I am having a hard time getting through this day, mainly because Splinter Cell: Conviction will be waiting for me at home.
Apparently, there was a release-day glitch that came up. A problem with the title update that downloads when you start up the game. Of course, it also sounds like it's already fixed. Score one for us old farts that have to work, and don't sit around all day playing video games.
I think after I finish the single-player version of this baby, I'm gonna have a little Sam Fisher-palooza. Start with the first game, and make my way through all five. It would be interesting, and a little journey through 2 generations of game systems. It's kinda funny, but I've been waiting for this game so long that, when I purchased the last game in the series, Double Agent, it was for my original XBox. There was an XBox360 version, but I hadn't bought the system yet.
Anyway, I still have all the games. As I said before, Splinter Cell was pretty much my first "video game obsession." They all work on the 360, so...It might be interesting to follow Sam Fisher through his whole story in rapid succession.
I surprised myself last night. After listening to the New Slash album, and reading his autobiography, I had been thinking about the Slash's Snakepit album from the 90's. I was thinking, "it was an interesting album, maybe I ought to download it." Then I'm flipping through the CD rack...and there it is.
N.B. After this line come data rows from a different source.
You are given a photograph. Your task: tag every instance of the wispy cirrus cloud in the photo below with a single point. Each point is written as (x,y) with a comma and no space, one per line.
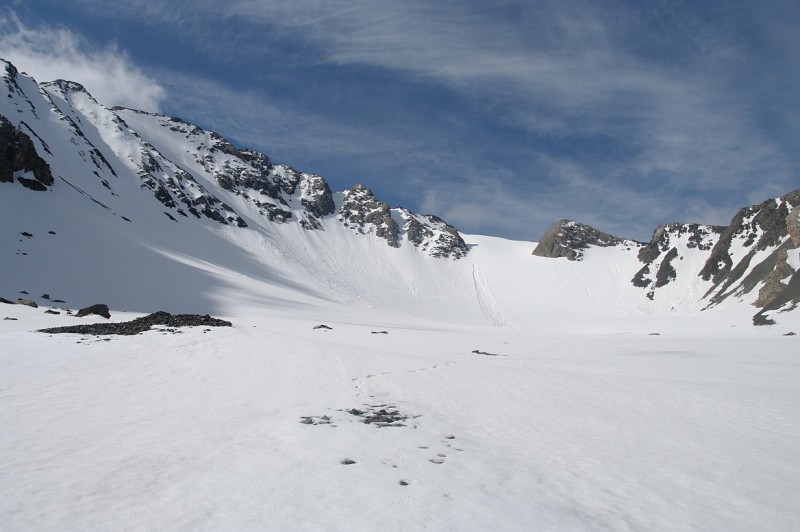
(51,52)
(609,112)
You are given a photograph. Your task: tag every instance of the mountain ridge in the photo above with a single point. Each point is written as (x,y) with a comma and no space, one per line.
(187,201)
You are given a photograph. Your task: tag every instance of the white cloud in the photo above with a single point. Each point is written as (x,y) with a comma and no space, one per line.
(48,53)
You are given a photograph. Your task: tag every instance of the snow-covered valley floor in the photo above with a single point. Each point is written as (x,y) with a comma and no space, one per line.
(202,429)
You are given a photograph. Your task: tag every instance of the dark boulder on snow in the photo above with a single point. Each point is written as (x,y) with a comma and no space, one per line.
(99,309)
(567,238)
(18,154)
(142,324)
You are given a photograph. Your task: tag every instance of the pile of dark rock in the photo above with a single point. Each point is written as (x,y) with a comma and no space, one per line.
(142,324)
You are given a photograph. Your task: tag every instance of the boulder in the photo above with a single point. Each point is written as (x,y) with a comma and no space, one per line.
(99,309)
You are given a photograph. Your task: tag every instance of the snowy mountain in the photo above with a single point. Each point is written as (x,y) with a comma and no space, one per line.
(100,199)
(377,369)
Man, I need to keep better track of my CDs.
There was a second Snakepit album, Ain't Life Grand, in 2000, which I'm reading was even better. Looks like it's harder to come by, anyway...
I really can't explain this Slash interest right now, other than really jumping in with the new record and the book. I've not finished reading it, yet, but I am struck by a feeling of honesty. He's pretty upfront about what a fuck-up he could be, and the dysfunction of G'NR that can be laid on his doorstep. He just strikes me a a decent guy.
Now, of course, I know that can be a spin. Absolutely it could be. However, there's a certain self-effacing and willingness to admit failings, accept mistakes and not lay all the blame on others. When I read this interview with Axl (it's pretty old) the other day, I couldn't help but see the huge differences between the two men talking about what, exactly happened.
In Axl's world, it seems everything is someone else's fault. Axl is this poor victim, always at the mercy of others, despite his attempts to set things right. It's just so clear that the man has checked out of reality. I'm not trying to take anything away from him as a musician with that statement, as I think Chinese Democracy is a pretty impressive album. It's certainly a extremely sharp portrait of Axl and his world. My view of the album is pretty similar to Chuck Klosterman's.
Of course, plenty of people have made compelling musical statements and been rotten human beings. In fact, I don't even think of Axl as a rotten human being, but as an EXTREMELY screwed up guy. I can't even imagine how exhausting it must be to maintain that kind of paranoia constantly, and I don't even mean that as a joke. True or not, Axl believes himself to be under assault from all sides at all times.
I can't even comprehend what that must feel like.